Lydie ha ben chiaro quello che desidera avere in futuro, i suoi sogni nel cassetto sono concreti. «Comprarmi una casa, avere una famiglia ed un lavoro stabile. Magari come contabile, una cosa che mi piace, per la quale ho studiato. La mia è una mente matematica». Ma prima ci sono i traguardi sportivi da raggiungere e, anche in questo caso le idee sono chiare. «Vorrei fare un’A1 di vertice, avere la possibilità di giocare in Eurolega. Qualcuno mi ha chiesto della Wnba: a quella sinceramente non ho mai pensato. Cerco di agire nel breve termine, più avanti vedremo».
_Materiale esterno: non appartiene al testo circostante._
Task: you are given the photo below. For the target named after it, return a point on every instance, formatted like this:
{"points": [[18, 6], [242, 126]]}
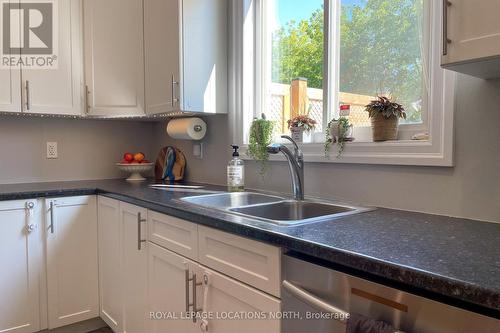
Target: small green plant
{"points": [[385, 106], [261, 135], [339, 137], [308, 124]]}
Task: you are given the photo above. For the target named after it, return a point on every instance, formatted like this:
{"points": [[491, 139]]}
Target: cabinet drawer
{"points": [[174, 234], [251, 262], [224, 296]]}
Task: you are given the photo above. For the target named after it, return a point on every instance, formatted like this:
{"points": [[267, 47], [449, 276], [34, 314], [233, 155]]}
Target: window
{"points": [[315, 57]]}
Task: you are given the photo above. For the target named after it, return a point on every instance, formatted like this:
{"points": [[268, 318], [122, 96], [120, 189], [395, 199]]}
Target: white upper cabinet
{"points": [[10, 90], [472, 31], [56, 90], [60, 90], [20, 259], [72, 260], [114, 57], [161, 40], [186, 56]]}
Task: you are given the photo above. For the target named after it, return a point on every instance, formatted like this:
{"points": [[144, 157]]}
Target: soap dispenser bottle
{"points": [[236, 172]]}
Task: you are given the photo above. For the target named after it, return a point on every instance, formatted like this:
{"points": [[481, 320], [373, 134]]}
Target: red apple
{"points": [[139, 157], [128, 157]]}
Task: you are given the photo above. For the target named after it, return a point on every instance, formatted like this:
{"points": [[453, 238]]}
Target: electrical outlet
{"points": [[51, 150]]}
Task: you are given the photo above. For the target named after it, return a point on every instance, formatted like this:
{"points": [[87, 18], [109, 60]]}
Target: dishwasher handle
{"points": [[315, 302], [318, 303]]}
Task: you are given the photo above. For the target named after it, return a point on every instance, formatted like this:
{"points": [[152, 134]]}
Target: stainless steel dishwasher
{"points": [[318, 299]]}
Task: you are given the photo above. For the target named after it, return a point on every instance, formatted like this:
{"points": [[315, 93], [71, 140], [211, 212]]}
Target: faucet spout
{"points": [[295, 162]]}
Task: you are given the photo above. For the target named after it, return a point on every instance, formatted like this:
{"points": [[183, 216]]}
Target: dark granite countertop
{"points": [[452, 260]]}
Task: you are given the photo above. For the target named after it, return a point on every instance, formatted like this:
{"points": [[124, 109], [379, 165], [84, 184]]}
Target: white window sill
{"points": [[401, 152]]}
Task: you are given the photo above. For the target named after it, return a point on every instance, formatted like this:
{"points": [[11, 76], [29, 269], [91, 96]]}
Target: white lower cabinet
{"points": [[134, 261], [231, 306], [148, 284], [169, 290], [223, 304], [20, 258], [110, 275], [72, 260]]}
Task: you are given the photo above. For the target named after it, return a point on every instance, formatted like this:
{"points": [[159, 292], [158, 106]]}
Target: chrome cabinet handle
{"points": [[315, 302], [51, 227], [29, 211], [195, 298], [174, 83], [139, 231], [28, 98], [446, 40], [87, 106], [187, 280]]}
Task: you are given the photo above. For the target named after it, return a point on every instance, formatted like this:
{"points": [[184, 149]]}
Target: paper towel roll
{"points": [[187, 129]]}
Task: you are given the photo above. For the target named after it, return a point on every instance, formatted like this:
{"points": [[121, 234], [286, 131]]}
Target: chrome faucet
{"points": [[296, 163]]}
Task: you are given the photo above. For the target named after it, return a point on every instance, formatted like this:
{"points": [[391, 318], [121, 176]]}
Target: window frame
{"points": [[246, 99]]}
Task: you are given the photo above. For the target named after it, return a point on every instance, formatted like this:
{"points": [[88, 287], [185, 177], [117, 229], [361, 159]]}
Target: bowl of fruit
{"points": [[136, 165]]}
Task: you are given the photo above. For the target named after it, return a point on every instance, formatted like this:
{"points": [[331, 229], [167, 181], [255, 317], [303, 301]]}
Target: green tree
{"points": [[380, 50], [298, 51]]}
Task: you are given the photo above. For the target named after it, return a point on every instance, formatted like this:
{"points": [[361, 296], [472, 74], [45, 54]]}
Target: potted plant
{"points": [[338, 131], [301, 125], [261, 135], [385, 114]]}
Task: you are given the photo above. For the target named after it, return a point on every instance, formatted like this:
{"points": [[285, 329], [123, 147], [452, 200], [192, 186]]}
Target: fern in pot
{"points": [[261, 136], [385, 114]]}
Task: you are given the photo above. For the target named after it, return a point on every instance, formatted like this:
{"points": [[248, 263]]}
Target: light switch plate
{"points": [[198, 150], [52, 150]]}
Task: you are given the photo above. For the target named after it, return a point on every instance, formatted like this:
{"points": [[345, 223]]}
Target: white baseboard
{"points": [[81, 327]]}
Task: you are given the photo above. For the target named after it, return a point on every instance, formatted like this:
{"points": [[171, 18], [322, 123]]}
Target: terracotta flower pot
{"points": [[384, 129]]}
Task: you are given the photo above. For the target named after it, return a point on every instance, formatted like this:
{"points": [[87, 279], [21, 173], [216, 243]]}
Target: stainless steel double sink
{"points": [[273, 209]]}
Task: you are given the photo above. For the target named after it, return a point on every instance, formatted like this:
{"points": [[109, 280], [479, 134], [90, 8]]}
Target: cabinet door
{"points": [[170, 290], [223, 297], [110, 276], [174, 234], [72, 260], [134, 267], [60, 90], [10, 86], [161, 33], [20, 259], [474, 30], [114, 57], [204, 56]]}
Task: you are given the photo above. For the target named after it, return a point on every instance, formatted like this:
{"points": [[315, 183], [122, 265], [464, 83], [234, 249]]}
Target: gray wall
{"points": [[470, 189], [87, 149]]}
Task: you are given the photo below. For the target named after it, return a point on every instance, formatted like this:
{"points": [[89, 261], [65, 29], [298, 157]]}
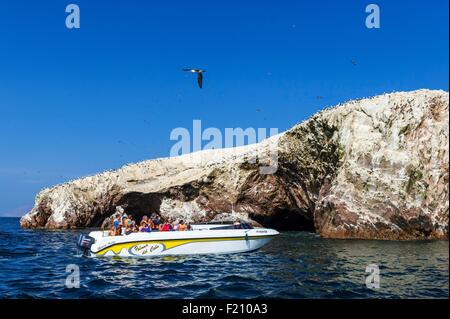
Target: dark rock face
{"points": [[374, 168]]}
Tante partite giocate alla grande, ma di una conserva un ricordo speciale. «Quando con la PMS abbiamo affrontato Muggia per salire in serie A2. Mi sono veramente divertita, oltre ad aver giocato bene. Spesso non mi diverto perché la concentrazione mi blocca, ma quella circostanza fu davvero speciale». Italiana di formazione, ma non di nazionalità. Per lei, adesso, la maglia azzurra non è possibile. «Coach Sandro Orlando voleva convocarmi con l’Under 20, ma mi è permesso di giocare da italiana solo in campionato. Spero un giorno di poter indossare la maglia di quel colore». Il suo sportivo di riferimento è Michael Jordan; sta per adottare un gatto perché «il cane è troppo impegnativo» e sa già il nome: Charlie. Tra un libro e un allenamento ci scappa una serie su Netflix. «La mia preferita? Le regole del delitto perfetto, che affronta il tema del crimine». Prima della partita c’è una canzone speciale, piena di significati. «Lift me from the ground, di San Holo». Per Lydie a famiglia sta sempre al primo posto «Ci sentiamo spesso, in tutti i modi». E il portafortuna lo tiene legato al collo. «Prima di venire in Italia mia madre mi aveva regalato una collanina. Ma un giorno, l’ho perduta. Mentre la stavo cercando ovunque, per strada, ho trovato un ciondolino a forma di uomo. Poi ho spiegato a mia mamma cosa era successo e lei mi ha detto di portarlo sempre con me. Così ho fatto. E da quel momento non ho più perduto nulla».